Travel time to genetic care
Travel time to the nearest HCP for genetic care at the time of the patient’s diagnosis (i.e. to one of the eight clinical genetics departments, a satellite outpatient genetics clinic or an MGT hospital) was calculated using the Drive Time Matrix (Geodan, version 2.1), containing all travel times between Dutch postcode areas. Travel times were grouped into < 10, 10–20, 20–30 min and > 30 min.
Statistical analysis
Genetic testing uptake was determined based on the percentage of eligible patients who received germline genetic testing. Chi-squared tests were carried out to identify differences in genetic testing uptake based on the organization of genetic care, both for eligible patients overall and for specific clinical genetic testing criteria defined by patient characteristics.

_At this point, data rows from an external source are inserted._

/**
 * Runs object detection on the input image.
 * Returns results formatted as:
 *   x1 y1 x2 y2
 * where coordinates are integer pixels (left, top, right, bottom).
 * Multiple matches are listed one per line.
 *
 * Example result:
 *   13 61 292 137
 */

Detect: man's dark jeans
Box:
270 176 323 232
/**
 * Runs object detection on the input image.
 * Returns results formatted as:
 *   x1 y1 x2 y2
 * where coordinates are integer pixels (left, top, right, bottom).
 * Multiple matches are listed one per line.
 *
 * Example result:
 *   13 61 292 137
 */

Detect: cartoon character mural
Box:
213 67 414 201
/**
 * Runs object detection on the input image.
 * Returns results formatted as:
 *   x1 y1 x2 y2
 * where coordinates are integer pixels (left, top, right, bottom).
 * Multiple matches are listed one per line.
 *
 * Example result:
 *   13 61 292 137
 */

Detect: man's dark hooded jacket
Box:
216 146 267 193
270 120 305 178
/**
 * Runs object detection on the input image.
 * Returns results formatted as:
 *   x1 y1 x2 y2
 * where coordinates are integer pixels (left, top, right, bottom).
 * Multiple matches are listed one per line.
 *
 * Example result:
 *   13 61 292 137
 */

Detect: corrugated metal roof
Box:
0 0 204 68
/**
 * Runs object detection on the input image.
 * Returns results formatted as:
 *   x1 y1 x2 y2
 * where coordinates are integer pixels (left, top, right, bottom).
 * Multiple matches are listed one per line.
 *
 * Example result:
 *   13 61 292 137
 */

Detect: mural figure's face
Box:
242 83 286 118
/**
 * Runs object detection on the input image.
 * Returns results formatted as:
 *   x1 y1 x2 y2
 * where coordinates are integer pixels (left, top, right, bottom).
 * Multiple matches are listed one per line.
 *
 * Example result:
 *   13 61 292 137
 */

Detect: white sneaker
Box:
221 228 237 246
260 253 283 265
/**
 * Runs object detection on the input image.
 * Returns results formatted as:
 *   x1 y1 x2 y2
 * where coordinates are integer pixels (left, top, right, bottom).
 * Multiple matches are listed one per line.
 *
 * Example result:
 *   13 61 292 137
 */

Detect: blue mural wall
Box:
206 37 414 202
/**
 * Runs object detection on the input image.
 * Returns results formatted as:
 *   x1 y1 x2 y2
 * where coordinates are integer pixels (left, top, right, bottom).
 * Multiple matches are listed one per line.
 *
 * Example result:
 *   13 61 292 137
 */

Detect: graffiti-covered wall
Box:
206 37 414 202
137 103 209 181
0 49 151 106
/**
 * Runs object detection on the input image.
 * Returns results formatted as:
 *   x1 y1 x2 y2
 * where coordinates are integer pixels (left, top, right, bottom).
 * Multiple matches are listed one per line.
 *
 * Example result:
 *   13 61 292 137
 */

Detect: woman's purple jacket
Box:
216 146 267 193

Multivariable logistic regression analysis was performed to determine the effect of MGT and SES on the uptake of genetic testing by eligible patients. For estimating the odds ratios (ORs) of MGT and SES for the uptake of genetic testing, the four clinical genetic testing criteria based on patient characteristics (each criterion included individually), tumour stage, year of diagnosis, orthodox religion and travel time to a genetic HCP were included as confounding variables. The same confounding variables were used for estimating the effect of the MGT on the uptake of genetic testing for patients within different SES groups. To determine the effect of MGT on the disparities in uptake of genetic testing between patients in different SES groups, ‘MGT’ was compared against ‘RGD’, ‘satellite outpatient clinic’ and ‘MGT start-up phase’.
We assessed multicollinearity among predictor variables by calculating the Variance Inflation Factor (VIF). All VIF values were below 5 (mean VIF = 1.93), indicating no significant multicollinearity. The analyses were carried out using Stata 17.0. A p-value of < 0.05 was considered statistically significant.